The Chilean Institute of Reproductive Medicine (ICMER) angrily responded that “Plaza’s assertion is absolutely false.”
On Sep. 7, the Bishops’ Conference published an article titled “What Direction Is Chile Headed In?”, which stated that the new national norms on fertility regulation bring to mind “public policies set by totalitarian regimes that attempt to impose state control over the private lives of people based on authoritarian criteriaàthat do not respect the dignity of human beings.”
In their article, the bishops protest that the new government policy “establishes certain provisions for the entire country that were not subjected to consultation with the public or to parliamentary participation. Establishing ‘norms’ to ‘regulate’ fertility should be the focus of a broad debate, not a unilateral action by the Health Ministry, drawn up by just two organisations representative of a specific ideological tendency.”
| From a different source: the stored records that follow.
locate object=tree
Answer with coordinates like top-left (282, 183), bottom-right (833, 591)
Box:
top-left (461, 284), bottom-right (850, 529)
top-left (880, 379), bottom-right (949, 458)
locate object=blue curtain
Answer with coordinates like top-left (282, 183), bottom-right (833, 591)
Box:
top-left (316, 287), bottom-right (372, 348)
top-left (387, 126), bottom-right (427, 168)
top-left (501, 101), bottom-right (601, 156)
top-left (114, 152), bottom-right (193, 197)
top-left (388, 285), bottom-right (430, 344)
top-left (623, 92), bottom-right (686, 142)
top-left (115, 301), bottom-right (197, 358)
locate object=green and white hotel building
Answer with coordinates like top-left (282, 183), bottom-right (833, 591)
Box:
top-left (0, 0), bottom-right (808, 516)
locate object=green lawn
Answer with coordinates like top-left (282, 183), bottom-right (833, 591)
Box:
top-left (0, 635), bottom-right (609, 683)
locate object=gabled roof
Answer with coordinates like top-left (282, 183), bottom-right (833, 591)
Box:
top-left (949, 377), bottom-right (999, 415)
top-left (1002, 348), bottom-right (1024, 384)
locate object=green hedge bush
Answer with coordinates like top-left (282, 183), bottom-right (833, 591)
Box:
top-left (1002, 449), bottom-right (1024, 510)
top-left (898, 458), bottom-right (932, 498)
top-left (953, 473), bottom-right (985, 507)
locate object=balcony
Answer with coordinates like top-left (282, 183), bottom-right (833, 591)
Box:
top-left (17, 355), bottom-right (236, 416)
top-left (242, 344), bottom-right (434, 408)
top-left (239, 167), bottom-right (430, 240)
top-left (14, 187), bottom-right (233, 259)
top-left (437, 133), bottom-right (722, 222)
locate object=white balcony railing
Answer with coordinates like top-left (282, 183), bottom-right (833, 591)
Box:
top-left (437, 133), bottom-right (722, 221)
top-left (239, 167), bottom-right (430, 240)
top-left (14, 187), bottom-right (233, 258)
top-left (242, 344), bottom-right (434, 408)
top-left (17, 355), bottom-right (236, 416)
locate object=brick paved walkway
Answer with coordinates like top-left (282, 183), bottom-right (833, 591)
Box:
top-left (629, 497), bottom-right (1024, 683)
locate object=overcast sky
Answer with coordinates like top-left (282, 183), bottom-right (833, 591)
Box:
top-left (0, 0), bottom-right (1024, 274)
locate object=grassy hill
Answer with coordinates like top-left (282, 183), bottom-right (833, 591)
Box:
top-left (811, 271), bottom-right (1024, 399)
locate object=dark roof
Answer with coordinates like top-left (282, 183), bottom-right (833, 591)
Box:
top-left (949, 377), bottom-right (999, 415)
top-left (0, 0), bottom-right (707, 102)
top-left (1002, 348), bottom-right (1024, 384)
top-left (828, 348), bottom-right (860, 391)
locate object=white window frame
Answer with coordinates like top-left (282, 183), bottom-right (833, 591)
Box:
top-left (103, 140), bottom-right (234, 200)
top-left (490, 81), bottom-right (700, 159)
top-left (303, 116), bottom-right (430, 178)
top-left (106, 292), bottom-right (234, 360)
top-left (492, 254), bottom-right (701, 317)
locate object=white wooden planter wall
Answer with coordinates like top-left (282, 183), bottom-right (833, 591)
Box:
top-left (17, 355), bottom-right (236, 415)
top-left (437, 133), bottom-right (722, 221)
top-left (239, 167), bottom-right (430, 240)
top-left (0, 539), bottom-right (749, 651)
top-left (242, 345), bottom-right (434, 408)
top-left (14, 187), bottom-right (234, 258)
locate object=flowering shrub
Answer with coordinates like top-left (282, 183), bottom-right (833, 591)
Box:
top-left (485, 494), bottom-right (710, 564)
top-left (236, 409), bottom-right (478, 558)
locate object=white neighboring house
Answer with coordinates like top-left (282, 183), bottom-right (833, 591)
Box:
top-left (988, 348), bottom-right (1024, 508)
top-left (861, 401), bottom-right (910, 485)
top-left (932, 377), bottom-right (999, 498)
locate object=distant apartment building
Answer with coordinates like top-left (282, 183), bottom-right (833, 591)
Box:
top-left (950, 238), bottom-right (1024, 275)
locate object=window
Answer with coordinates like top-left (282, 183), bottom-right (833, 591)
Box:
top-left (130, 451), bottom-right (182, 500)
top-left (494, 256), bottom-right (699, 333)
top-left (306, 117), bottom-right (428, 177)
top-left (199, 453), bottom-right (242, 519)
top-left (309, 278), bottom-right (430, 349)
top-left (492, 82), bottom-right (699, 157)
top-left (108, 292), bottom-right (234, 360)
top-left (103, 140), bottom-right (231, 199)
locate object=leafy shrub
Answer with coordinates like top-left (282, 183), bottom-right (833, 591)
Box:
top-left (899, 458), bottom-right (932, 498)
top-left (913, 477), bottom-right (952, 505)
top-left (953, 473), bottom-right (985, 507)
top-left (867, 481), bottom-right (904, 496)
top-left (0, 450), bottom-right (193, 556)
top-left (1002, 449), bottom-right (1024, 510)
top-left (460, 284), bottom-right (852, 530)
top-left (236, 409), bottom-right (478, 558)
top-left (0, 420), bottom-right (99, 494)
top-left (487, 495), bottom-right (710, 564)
In response to the criticism voiced by the Bishops’ Conference, Socialist President Michelle Bachelet said “We paid an extraordinary price in this country to win democracy,” and in the Chile of today, human dignity is guaranteed.
“My task, my obligation and my duty is to guarantee that all Chileansàhave real options in this area, as in others,” said the president, who underlined that she is not imposing her beliefs or her views, “but offering, as any state has the responsibility to do, options for a diverse Chile, a different Chile, where not everyone is equal and not everyone has the same possibilities.”
Paula Salvo, a lawyer with the non-governmental Corporación Humanas, told IPS that “We hope that when the court pronounces itself on the deeper underlying aspects of this issue, it will reject the legal challenges by the parents and the mayors, because they have no legal foundation on which to oppose the implementation of a public policy like this one.”
“Teenagers, as subjects of law, have a right to privacy, to decide who they have sexual relations with and how they protect themselves to prevent pregnancy or disease. And the right to privacy is above that of parental authority,” argued Salvo.
The government says the measure is strictly health-related, aimed at curbing the rise in teenage pregnancy, abortion and the birth of unwanted children. It also clarified that it would promote responsible sexuality among young people, providing them with guidance and information in the public health services.
Prior to the government announcement, the morning after pill was only available free of charge in cases of rape, although it was available by prescription in the country’s pharmacies.